Storyline - Love Hostel begins by playing a video of a newly married couple who takes the help of the police for protection against honor killings and is found dead within the first 2 minutes of the film. Enter Dugar, a self-appointed guardian of morality who acts as a hitman and goes around killing any interfaith couples in sight. Fuelled by false righteousness, Dagar kills anybody in his sight and some without motive, right until the end.
Watch the trailer here!
What I liked - Vikrant Massey does a fabulous job as Ashu by showing us so many different shades of masculinity with his emotional vulnerability being at the front and center of it all. Love Hostel isn't afraid to show Jyoti as a woman who wipes her husband's tears instead of falling apart and waiting for his protection.
What I didn't quite like - For a 90-minute thriller about interfaith marriages and their repercussions in North India, Love Hostel falls flat on its face because the movie literally makes no point.
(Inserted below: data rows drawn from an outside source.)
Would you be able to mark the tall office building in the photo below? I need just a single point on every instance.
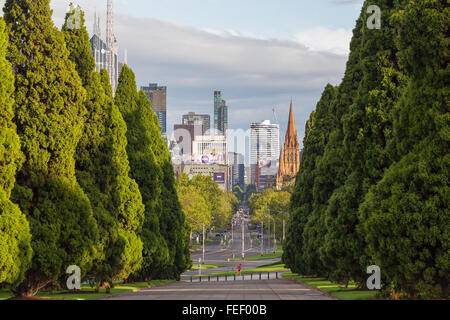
(290, 155)
(105, 53)
(237, 163)
(158, 96)
(264, 153)
(220, 114)
(203, 120)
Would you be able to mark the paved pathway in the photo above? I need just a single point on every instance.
(281, 289)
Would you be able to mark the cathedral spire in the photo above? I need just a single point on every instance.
(290, 154)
Bobby Deol's Dugar deserved a chilling backstory to explain the absolute psychopath that he is and without it, his character makes zero sense. Why does he kill literally everyone in sight, including a police constable and a dog? Who knows! While it's directed rather well, this movie is written so poorly. I'm still trying to wrap my mind around how the police made no effort to catch Dugar red-handed.